The 2017 study, conducted by the Global Capital Markets Group, examines data from 67 IPOs that priced in 2016 with a minimum initial base deal size of $50 million, and includes industry analyses on the health care; technology, media & telecommunications (TMT); energy & power; financial services; industrials and consumer/retail sectors. The study also includes a focus on foreign private issuers. Utilizing proprietary information from more than 375 IPOs that the Global Capital Markets Group has analyzed over the last four years, the study provides detailed comparisons of deal structures and terms, SEC comments and timing, financial profiles, accounting disclosures, corporate governance and deal expenses.
The 2017 study yields a number of noteworthy observations about trends and activity among 2016 IPOs, including:
- Two Quiet Years for Mega-IPOs and Decrease in Average Base Deal Size: We saw a significant decrease in $1 billion+ IPOs in our study in 2016 and 2015. At the same time the average and median deal size for IPOs decreased. There is speculation that the Snap IPO will open the door to more mega-IPOs in 2017.
- Greater Market Acceptance of Less Financial Information: After almost five years since the passage of the JOBS Act, 75% of emerging growth companies (generally, a company with annual revenues under $1 billion) included two instead of three years of audited financial statements in 2016 (a 92% increase since 2013) and 60% included only two years of selected financial statements in 2016 (a 67% increase since 2013).

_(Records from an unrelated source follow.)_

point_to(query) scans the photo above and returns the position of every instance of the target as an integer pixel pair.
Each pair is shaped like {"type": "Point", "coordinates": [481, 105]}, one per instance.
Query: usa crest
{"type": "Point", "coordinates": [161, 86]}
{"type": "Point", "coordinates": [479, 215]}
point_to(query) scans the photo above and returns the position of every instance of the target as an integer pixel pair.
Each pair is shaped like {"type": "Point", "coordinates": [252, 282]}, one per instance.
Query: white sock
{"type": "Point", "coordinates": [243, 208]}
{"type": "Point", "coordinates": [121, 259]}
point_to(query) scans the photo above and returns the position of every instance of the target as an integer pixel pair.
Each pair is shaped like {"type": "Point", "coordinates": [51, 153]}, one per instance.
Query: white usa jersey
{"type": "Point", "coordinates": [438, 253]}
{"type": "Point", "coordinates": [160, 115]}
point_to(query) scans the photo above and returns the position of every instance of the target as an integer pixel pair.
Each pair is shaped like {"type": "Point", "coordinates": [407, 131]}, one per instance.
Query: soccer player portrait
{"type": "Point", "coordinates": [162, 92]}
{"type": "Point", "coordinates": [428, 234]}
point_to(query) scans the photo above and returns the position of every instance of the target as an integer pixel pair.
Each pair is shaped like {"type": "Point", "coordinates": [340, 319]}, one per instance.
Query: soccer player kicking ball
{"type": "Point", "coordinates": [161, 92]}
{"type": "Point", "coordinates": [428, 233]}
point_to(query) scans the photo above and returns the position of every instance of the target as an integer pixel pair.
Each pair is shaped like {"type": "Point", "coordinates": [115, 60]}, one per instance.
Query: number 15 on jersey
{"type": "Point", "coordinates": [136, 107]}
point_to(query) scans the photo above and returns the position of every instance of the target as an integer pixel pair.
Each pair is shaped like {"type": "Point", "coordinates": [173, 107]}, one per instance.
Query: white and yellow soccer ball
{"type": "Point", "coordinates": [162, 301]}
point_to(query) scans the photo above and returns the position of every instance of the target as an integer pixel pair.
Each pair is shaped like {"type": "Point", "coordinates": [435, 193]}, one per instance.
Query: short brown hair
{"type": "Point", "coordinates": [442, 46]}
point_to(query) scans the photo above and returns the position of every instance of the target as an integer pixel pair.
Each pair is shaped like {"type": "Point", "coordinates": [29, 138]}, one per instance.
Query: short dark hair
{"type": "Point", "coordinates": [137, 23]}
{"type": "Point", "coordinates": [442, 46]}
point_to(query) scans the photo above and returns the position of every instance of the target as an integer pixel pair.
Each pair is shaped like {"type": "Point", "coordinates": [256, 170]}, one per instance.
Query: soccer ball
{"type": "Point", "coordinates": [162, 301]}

- Testing-the-Waters Communications Predominantly by Issuers in the Health Care Sector and TMT: Our study shows 100% of disclosed testing-the-waters communications were by issuers in the health care and TMT sectors.
- Decrease in SEC Comments but Slower Time to Pricing: Although there has been a continued decrease in the average number of SEC comments, the average time that it took issuers from the first submission/filing to pricing significantly increased to 221 days, up from 156 days in 2015 and 123 days in 2014.

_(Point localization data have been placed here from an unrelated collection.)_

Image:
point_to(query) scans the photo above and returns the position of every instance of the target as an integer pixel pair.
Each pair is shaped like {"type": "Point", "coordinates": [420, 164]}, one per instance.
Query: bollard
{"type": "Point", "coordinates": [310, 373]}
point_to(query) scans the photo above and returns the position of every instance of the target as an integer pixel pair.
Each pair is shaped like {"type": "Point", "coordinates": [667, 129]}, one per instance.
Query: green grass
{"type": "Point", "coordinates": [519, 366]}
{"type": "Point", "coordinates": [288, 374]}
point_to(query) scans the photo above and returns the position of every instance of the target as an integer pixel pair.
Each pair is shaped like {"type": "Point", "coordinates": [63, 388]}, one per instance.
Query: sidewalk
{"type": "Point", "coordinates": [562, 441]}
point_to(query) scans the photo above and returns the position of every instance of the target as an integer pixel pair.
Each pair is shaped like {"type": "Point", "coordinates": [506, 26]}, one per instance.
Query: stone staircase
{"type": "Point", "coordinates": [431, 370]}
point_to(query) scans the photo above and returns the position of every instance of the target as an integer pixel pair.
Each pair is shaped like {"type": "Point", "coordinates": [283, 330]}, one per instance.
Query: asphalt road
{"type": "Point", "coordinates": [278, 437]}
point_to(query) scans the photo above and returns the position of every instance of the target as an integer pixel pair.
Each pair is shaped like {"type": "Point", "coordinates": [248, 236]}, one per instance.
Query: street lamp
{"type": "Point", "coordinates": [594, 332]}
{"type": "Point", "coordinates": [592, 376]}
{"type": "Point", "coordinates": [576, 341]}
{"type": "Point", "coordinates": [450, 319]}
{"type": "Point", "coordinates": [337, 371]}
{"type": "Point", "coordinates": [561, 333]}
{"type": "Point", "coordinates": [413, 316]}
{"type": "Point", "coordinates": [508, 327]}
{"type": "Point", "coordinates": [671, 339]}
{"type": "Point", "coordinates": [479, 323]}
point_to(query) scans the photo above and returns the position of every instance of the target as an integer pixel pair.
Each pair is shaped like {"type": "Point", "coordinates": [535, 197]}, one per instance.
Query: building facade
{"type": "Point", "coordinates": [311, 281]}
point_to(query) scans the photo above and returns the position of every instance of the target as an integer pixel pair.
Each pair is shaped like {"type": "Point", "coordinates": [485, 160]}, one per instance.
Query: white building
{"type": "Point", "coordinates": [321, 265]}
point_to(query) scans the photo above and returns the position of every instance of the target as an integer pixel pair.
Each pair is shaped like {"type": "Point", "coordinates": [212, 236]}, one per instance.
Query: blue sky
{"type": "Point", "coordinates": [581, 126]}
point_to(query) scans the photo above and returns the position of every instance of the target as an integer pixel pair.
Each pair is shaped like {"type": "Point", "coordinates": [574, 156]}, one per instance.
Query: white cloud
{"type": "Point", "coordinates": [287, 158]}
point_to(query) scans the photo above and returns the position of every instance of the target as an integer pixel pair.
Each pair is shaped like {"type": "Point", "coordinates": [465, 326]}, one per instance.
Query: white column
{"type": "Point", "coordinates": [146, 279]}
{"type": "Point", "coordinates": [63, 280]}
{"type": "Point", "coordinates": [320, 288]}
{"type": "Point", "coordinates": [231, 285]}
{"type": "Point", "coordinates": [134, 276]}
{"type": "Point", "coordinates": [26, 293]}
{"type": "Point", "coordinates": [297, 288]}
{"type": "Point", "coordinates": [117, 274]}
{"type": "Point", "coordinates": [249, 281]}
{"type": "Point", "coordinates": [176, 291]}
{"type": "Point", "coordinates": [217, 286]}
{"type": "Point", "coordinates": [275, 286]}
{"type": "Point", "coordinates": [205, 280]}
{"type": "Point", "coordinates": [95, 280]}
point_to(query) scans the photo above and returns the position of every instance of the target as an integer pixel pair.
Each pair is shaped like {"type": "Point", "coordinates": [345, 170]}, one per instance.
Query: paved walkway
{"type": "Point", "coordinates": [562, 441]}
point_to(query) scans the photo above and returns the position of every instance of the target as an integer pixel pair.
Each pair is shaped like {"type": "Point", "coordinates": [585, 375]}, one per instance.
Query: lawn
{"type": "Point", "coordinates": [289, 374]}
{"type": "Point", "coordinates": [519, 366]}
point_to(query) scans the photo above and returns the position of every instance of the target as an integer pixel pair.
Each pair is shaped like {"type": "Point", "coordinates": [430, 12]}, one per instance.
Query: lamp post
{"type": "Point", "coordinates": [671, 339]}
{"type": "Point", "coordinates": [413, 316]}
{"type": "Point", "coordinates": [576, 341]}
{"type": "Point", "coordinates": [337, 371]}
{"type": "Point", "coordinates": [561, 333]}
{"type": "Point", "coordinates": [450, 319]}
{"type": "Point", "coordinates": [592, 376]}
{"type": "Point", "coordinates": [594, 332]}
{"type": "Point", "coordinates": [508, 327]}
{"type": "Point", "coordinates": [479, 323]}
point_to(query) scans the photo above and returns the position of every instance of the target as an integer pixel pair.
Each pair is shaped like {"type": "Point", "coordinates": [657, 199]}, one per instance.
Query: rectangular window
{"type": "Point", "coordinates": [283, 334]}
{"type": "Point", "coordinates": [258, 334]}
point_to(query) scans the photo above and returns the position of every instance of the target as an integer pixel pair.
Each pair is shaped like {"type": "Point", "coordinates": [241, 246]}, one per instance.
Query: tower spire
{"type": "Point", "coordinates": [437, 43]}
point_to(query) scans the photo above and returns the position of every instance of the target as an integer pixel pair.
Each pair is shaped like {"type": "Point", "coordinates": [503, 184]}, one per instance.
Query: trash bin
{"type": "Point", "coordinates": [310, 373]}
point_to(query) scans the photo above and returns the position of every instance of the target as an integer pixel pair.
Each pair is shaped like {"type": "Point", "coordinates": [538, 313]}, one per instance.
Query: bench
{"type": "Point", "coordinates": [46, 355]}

- SEC Focused on Non-GAAP Measures: In 2016, 47 of 66 (71%) issuers in our study disclosed at least one non-GAAP measure. Of these 47 issuers, 26 (55%) received at least one comment on non-GAAP measures.
- Continued Trend of Issuers Disclosing a Material Weakness in Internal Controls: In 2013, 17% of issuers disclosed a material weakness. In each of 2014, 2015 and 2016, approximately one-third of issuers disclosed a material weakness. Our study indicated no material impact on pricing or aftermarket performance for these issuers.

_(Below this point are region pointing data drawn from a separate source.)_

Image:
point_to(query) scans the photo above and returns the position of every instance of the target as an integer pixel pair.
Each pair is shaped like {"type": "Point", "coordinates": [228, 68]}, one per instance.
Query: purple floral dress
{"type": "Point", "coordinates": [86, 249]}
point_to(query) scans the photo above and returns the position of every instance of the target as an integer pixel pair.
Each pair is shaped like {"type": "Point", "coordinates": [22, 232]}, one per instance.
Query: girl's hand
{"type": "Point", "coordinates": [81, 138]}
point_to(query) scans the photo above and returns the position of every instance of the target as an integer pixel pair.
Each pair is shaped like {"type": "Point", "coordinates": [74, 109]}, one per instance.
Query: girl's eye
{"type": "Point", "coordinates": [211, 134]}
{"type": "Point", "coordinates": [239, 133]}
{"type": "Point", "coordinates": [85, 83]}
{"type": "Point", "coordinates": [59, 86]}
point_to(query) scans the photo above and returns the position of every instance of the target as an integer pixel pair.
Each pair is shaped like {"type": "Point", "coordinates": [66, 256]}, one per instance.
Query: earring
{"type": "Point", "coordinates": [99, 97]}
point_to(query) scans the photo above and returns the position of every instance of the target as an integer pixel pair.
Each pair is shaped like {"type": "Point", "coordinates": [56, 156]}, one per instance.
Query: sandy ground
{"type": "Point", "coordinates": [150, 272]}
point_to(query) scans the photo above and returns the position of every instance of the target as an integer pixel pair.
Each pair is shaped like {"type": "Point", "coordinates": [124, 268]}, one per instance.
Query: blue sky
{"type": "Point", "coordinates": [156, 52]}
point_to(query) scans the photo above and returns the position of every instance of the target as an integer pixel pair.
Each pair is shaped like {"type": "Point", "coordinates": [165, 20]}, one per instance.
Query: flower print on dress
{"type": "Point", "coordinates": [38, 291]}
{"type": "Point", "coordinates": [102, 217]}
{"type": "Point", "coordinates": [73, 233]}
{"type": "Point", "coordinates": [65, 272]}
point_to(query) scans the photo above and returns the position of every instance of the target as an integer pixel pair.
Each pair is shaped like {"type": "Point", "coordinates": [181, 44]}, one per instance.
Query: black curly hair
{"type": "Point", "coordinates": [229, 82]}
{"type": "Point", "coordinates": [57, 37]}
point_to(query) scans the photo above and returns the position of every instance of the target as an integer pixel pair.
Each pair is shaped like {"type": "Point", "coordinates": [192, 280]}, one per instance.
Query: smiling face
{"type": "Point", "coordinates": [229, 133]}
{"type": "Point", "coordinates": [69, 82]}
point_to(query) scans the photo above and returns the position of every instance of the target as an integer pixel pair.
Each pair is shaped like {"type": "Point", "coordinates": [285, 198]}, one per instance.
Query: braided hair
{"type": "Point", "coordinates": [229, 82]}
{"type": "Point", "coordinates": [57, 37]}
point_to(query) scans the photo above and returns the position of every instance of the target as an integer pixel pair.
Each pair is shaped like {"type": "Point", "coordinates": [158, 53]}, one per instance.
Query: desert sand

- Increase in Board Independence of Controlled Companies: Although the average percentage of board independence has remained relatively stable, between 60% and 65% over the last four years, we have seen an increase in the average percentage of board independence for controlled company boards to 47% in 2016 from 37% in 2013.
- Sponsor-Backed IPOs with a Secondary Component Remain Consistent; Management Secondary Sales Decrease: While the percentage of sponsor-backed IPOs have remained stable, the percentage of non-sponsor backed IPOs with a secondary component has dropped dramatically from 21% in 2013 to 7% in 2016.
- Insider Purchasing Continues to Increase: There has been a significant increase in insider purchasing in IPOs from 21% in 2013 to 45% in 2016. The average percentage of shares purchased by insiders in these IPOs increased to 34% in 2016 from 21% in 2015.
- Multiple Classes Trending Towards Better Pricing and Performance. IPOs with multiple classes of common stock generally exhibited better pricing and aftermarket performance in 2016.